There’s a comfort to the sense of mortality that the backcountry instills in its visitors, to the sense of smallness that comes with leaving the road behind in Yellowstone. Knowing that a turned ankle can mean disaster or that a swim in the river could be your last should be discomforting, but it’s not. There’s an apt belonging in being just another animal loose in Yellowstone’s wilds.
On the third day we set out for the Lamar River Valley, trekking down the Yellowstone River trail which, in part of the canyon, tightly hugs the river for miles. We lamented the sections of rivers we hadn’t traveled far enough from camp to explore, and planned our return in the years to follow. Almost every break through a forest stand or turn around a bend revealed a stretch of water that simply begged to be fished, each devoid of anglers or people at all, just like the one before it.
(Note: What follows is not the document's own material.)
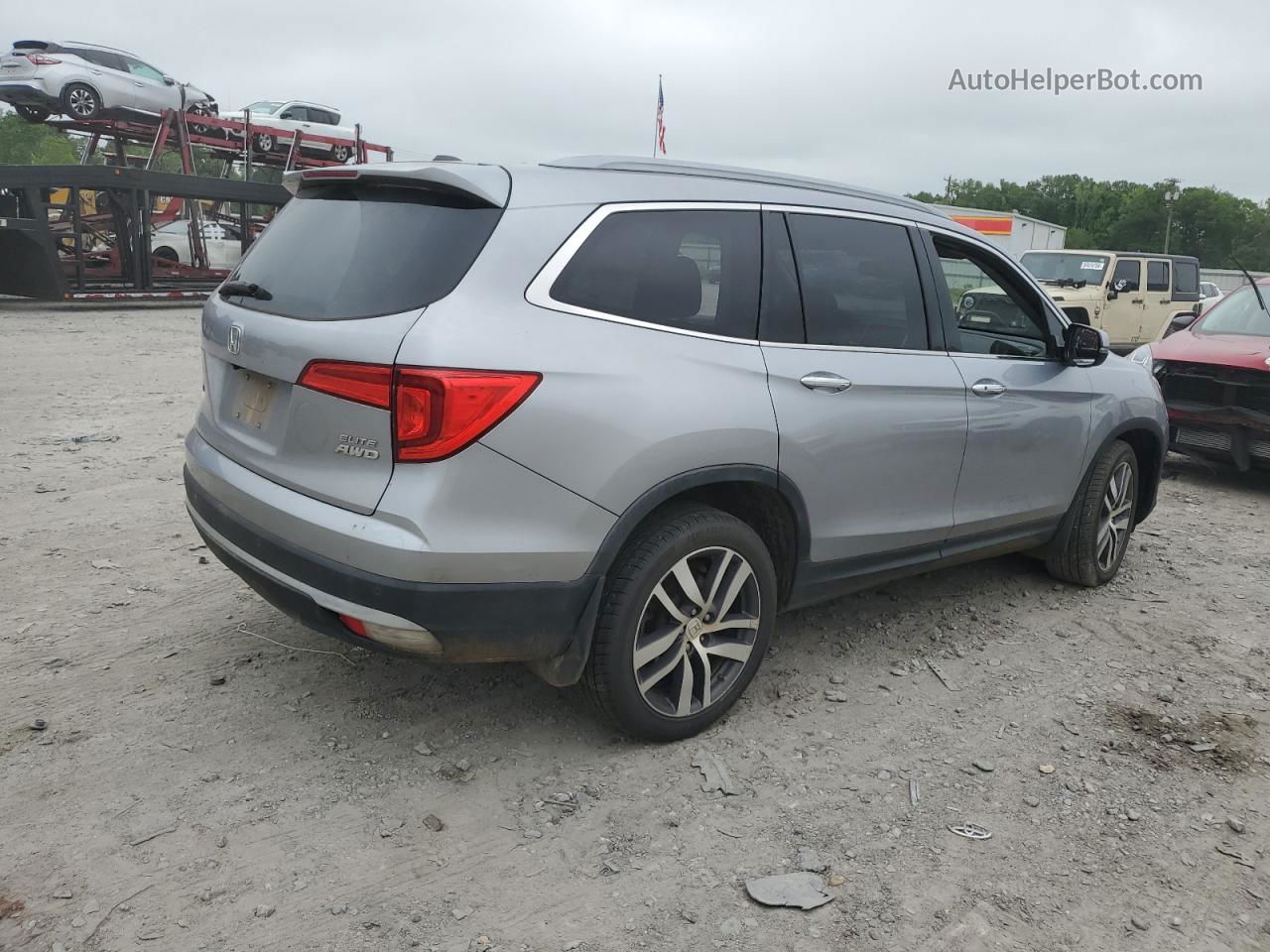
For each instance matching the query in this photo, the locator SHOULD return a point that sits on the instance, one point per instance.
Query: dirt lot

We blew our exit of the canyon by several hours. After crossing the Yellowstone on a high bridge, the way out of the canyon by way of Blacktail Deer Creek trail is a long, grueling ascent and one that was worsened by our overburdening load of unneeded gear. The climb out is a beautiful one, following the small, rocky tumbling Blacktail Deer Creek and affording big views of the canyon and the expanse of the park. We slogged on for the better part of a day, dogged by a curious coyote for a long part of the hike out, and by the time we lumbered across Grand Loop Road to the trailhead, we’d forfeited any chance of making it into our Lamar Valley campsite before nightfall.
Instead, after a long but day-hike length trek back down one of Yellowstone’s trails, we fished a different section of the Lamar the following day. We were charmed by the Lamar’s character and beauty, unique from that of the Yellowstone where it courses through Black canyon, and by its feisty trout. Despite the solace that we also found as we plied the Lamar’s waters, we bemoaned our poor planning that led to us missing our targeted section of the Lamar at its confluence with Cache Creek that was said to be even more intimate and more flush with trout, and so we planned our return.
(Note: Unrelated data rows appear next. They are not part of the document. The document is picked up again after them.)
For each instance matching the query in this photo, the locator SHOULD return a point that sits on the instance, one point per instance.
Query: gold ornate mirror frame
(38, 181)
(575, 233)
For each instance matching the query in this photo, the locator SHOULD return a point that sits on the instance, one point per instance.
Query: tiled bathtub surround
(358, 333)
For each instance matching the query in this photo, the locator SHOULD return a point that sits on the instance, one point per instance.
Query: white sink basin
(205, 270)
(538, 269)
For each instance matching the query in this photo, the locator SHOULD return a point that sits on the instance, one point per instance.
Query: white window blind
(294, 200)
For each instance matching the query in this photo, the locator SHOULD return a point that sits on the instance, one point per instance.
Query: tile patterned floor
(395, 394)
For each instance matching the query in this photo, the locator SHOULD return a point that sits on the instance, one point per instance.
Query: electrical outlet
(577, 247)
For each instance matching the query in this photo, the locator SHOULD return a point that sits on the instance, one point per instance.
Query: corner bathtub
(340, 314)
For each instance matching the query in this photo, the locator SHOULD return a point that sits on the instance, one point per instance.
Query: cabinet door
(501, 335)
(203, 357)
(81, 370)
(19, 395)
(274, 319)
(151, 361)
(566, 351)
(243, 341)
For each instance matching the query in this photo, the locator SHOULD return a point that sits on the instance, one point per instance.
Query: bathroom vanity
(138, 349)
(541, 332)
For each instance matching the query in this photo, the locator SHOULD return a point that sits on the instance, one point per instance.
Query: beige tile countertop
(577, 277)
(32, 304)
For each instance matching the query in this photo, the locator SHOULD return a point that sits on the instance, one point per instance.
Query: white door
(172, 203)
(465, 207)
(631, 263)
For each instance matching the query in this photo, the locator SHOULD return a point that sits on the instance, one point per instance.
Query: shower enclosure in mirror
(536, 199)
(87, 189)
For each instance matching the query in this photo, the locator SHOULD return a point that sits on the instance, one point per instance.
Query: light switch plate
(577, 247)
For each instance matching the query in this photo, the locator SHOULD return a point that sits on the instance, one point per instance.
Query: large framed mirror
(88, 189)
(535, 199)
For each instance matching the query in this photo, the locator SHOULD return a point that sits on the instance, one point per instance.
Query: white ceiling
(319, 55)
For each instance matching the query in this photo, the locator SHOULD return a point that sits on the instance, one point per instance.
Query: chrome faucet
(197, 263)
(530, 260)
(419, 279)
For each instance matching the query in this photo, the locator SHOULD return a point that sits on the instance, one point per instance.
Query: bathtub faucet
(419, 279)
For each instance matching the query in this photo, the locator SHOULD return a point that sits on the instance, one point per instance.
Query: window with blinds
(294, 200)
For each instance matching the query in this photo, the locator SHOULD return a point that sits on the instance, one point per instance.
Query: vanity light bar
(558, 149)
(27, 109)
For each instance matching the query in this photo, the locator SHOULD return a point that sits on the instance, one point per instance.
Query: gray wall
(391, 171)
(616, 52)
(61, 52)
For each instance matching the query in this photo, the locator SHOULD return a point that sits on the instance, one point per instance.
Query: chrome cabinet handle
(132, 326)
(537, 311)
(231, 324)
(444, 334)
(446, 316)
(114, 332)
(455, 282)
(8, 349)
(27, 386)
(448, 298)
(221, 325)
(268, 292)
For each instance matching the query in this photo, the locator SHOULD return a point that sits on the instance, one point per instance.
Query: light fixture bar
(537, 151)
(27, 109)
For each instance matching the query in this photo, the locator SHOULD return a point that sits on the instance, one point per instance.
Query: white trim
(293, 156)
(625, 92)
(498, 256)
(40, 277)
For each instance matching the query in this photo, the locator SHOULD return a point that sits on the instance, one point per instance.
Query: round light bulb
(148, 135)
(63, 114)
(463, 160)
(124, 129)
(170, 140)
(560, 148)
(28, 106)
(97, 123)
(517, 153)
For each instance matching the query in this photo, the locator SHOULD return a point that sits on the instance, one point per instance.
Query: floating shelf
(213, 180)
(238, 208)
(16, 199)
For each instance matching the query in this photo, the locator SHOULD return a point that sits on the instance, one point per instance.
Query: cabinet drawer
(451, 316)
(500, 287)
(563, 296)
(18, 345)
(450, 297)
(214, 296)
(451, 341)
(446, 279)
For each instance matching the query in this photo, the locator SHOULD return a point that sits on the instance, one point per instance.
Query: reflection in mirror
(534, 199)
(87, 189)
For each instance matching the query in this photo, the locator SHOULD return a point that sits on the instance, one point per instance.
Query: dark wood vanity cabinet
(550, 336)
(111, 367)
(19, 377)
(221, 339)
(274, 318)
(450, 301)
And it's not just what we missed of the Lamar that beckons we return. It's the Yellowstone we glimpsed on the way out of the canyon, it's the park's other famed, big rivers like the Firehole and the Madison. It's the creeks like Hellroaring, Slough and Cache. It's simply being there. All of Yellowstone starts calling you to return, not longer after you leave, and it doesn't cease until you do.
Joe Esparza replied on Permalink
I can see why it took you awhile to write this article. Great job in writing this. We live in a world that makes it difficult to put up with discomfort for the reward of presence! Well written.
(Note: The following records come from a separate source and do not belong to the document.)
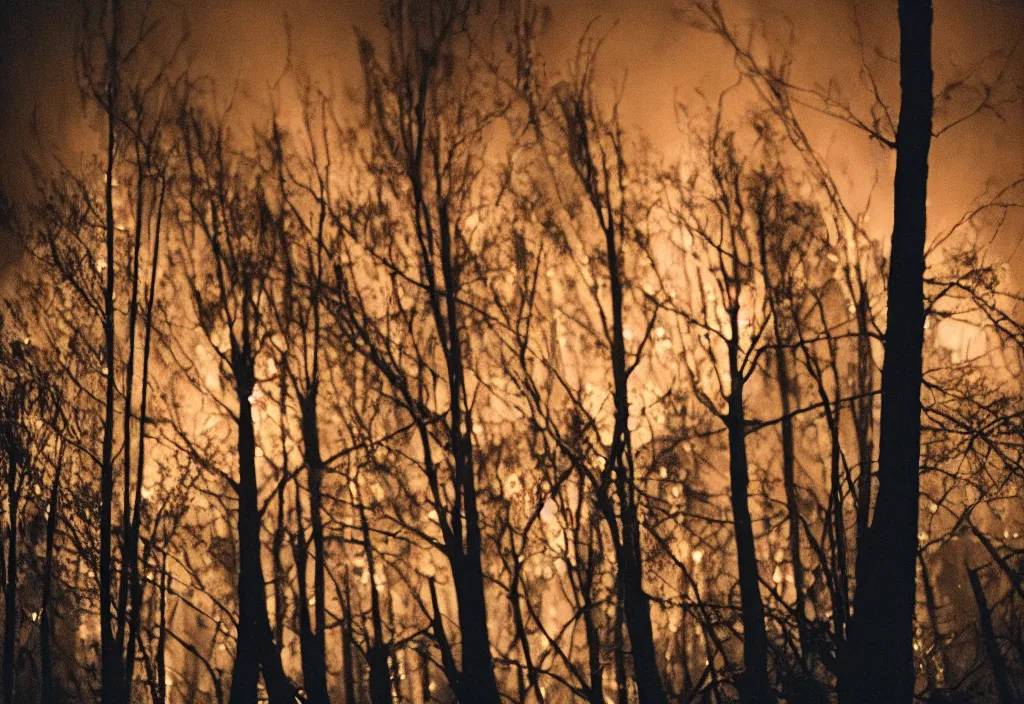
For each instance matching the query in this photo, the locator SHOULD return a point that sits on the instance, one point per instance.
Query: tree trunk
(110, 657)
(256, 647)
(10, 585)
(756, 688)
(314, 662)
(999, 673)
(880, 662)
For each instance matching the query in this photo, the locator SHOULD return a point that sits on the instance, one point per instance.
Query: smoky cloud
(652, 53)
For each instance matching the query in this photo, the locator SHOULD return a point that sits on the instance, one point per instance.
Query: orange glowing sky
(650, 47)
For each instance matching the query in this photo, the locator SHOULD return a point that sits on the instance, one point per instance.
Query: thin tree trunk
(756, 687)
(995, 660)
(13, 456)
(256, 646)
(110, 664)
(347, 664)
(314, 664)
(880, 664)
(47, 682)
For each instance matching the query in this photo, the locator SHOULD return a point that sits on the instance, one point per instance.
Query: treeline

Jeff Chang replied on Permalink
Was there in mid-August, at the confluence of Black Tail Deer Creek and the Yellowstone; crossed the same bridge in the process. Your words and feelings are spot on. The Yellowstone is a woman with whom a brief encounter will change your life and you'll search for her in every passing crowd. The solitude is as rewarding as the cutties. I was planning my return on the hike out... Great piece. Maybe I'll see you out there sometime. Hopefully not.
Chad Shmukler replied on Permalink
Well said, Jeff.
Ross Slayton replied on Permalink
X it's why I moved to Eastern Idaho, to be within a stones throw of the waters you wrote about. It's so hard to write about solitude and that feeling of being totally detached from the worries and concerns of the modern world, replaced of course by the pri.al feeler gs of preservation where grizzlies are concerned, and rightly so. I love this part of the country try and I do to think I will ever leave.